China ist ein Land mit einer Kultur, Bevölkerung und Dynamik, wie ich es nie vorher erleben durfte. Bereits vor meinem Aufbruch war mir bewusst, dass sich sowohl das universitäre als auch das außeruniversitäre Leben von allem mir Bekannten unterscheidet und dass es einiger Zeit und auch Anpassungsbereitschaft bedarf, um mit bestimmten Kuriositäten leben zu lernen.

Der Besuch von Vorlesungen in englischer Sprache fuhr mit diversen Alleinstellungsmerkmalen auf. Hier wurden uns in kleinen Klassen Grundlagen des chinesischen Rechts nähergebracht und ein reger Austausch mit chinesischen Lehrenden ermöglicht. Deutlich wurde, dass das chinesische Recht noch nicht ausgereift ist, eine Kodifikation des Zivilgesetzbuches beispielsweise bislang fehlt. Ein Kontrast in Sachen Fortschritt wurde während einer Stunde Chinese Criminal Law deutlich. Der Professor referierte über verschiedene Verhörmethoden und berichtete, dass Folter in China mittlerweile verboten sei. Überraschenderweise fügte er jedoch mit einem Grinsen hinzu, dass in China niemals einheitlich definiert wurde, was Folter überhaupt sei.

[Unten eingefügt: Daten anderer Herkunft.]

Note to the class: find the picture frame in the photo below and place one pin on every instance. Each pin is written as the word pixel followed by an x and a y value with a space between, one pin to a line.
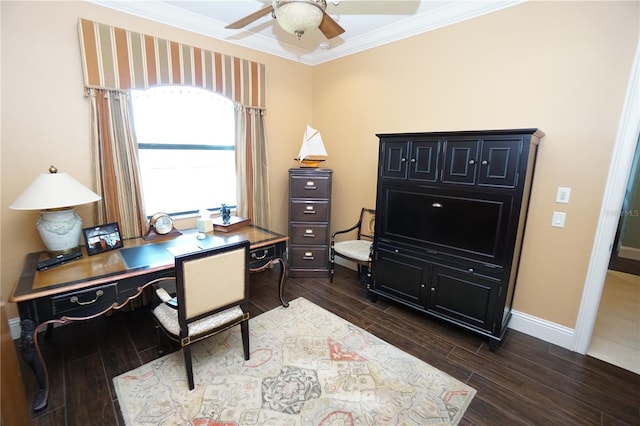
pixel 101 238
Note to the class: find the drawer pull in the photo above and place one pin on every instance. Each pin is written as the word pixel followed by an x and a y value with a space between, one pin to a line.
pixel 74 299
pixel 264 254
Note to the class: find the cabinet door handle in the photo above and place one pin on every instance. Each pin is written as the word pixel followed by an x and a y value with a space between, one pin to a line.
pixel 74 299
pixel 255 256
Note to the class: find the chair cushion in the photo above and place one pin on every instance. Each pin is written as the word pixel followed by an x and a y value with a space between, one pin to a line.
pixel 355 249
pixel 168 317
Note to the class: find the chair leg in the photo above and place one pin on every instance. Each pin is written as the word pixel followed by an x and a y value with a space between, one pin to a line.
pixel 244 330
pixel 186 351
pixel 159 340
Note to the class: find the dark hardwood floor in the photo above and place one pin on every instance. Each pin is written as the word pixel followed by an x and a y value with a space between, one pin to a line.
pixel 526 381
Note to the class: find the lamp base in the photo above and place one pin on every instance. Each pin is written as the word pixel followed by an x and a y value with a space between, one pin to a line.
pixel 60 230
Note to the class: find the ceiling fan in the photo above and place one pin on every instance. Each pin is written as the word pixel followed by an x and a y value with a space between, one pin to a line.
pixel 296 17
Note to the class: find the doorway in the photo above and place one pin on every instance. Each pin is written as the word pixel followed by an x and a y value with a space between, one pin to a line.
pixel 619 172
pixel 616 333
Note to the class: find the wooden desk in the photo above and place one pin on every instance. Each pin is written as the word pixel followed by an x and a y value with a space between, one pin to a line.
pixel 91 286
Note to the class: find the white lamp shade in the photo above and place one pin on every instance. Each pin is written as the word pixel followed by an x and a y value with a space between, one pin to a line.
pixel 298 17
pixel 53 191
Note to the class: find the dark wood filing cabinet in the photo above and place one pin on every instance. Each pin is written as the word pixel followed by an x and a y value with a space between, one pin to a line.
pixel 450 219
pixel 309 219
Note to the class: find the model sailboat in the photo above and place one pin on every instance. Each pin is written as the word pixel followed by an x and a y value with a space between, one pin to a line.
pixel 312 152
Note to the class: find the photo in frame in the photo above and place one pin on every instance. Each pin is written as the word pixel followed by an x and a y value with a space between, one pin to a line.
pixel 99 239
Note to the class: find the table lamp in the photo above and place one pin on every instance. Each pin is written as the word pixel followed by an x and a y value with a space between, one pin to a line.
pixel 56 195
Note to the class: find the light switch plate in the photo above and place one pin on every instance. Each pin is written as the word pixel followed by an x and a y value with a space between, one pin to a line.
pixel 558 219
pixel 562 196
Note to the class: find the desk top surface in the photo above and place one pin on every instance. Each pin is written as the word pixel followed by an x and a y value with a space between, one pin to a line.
pixel 137 257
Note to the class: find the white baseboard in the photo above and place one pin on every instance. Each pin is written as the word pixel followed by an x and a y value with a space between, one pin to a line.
pixel 542 329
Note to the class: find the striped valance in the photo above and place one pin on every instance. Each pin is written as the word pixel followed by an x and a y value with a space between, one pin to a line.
pixel 114 58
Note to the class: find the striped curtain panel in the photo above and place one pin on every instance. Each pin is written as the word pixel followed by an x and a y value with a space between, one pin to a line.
pixel 115 163
pixel 115 58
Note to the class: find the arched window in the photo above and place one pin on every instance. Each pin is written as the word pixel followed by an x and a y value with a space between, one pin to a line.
pixel 186 148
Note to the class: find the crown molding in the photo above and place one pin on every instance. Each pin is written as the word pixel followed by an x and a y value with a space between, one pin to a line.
pixel 451 12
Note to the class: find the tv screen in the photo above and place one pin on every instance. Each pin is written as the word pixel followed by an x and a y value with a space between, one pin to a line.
pixel 447 222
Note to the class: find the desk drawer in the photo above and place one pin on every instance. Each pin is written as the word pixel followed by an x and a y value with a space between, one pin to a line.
pixel 85 302
pixel 309 211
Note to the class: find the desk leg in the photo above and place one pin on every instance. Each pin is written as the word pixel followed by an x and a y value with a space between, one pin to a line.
pixel 283 275
pixel 34 359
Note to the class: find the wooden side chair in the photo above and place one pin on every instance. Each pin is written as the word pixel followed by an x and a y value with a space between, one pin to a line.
pixel 211 286
pixel 358 250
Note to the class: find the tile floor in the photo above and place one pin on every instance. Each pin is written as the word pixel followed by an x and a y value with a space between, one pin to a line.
pixel 616 334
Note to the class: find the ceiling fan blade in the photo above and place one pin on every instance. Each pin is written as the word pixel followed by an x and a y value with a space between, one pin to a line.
pixel 329 27
pixel 250 18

Verlässt man einmal den Campus – der eher einer kleinen Stadt gleicht – und taucht ein in das Gewusel dieser 22 Millionen Einwohner fassenden Metropole, wird man schlichtweg erschlagen von den Kontrasten, die die Hauptstadt Chinas zu bieten hat. Lässt man von jedem beliebigen Punkt den Blick in die Ferne schweifen (wenn dies denn möglich ist = „Smog“), so sieht man nichts als Wolkenkratzer und verglaste Bürokomplexe. Richtet man seinen Blick auf das Kleine, das (noch) Alltägliche der Pekinger, so sieht man eine einzigartige Kultur, die in jeder Nuance abweicht von der mir Bekannten. Abseits der Hochhäuserschluchten nämlich haben es viele Einwohner geschafft, Traditionen zu bewahren und ein kulturell unangepasstes Leben zu führen. So war es unglaublich aufregend, durch die alten Viertel (Hutongs) zu schlendern, die dort ansässigen Taubenzüchter bei ihrer Arbeit zu beobachten oder einfach eine Niu Rou Mian, eine köstliche Nudelsuppe zu essen. Und so könnte ich viele Alleinstellungsmerkmale der Tsinghua, Pekings und Chinas im Allgemeinen aufzeigen, die lehrreich und gleichsam bereichernd sind.

Vielfalt

Es gibt viele Attribute, mit denen man China auszeichnen kann. Das passendste ist meines Erachtens die Vielfalt und das sowohl in landschaftlicher, kultureller und kulinarischer Hinsicht. Ein Auslandsstudium in China lohnt sich bereits deshalb, weil man die Freiheit hat – auch mit kleinem Studierendengeldbeutel – das ganze Land und andere Teile Ost- und Südostasiens zu bereisen.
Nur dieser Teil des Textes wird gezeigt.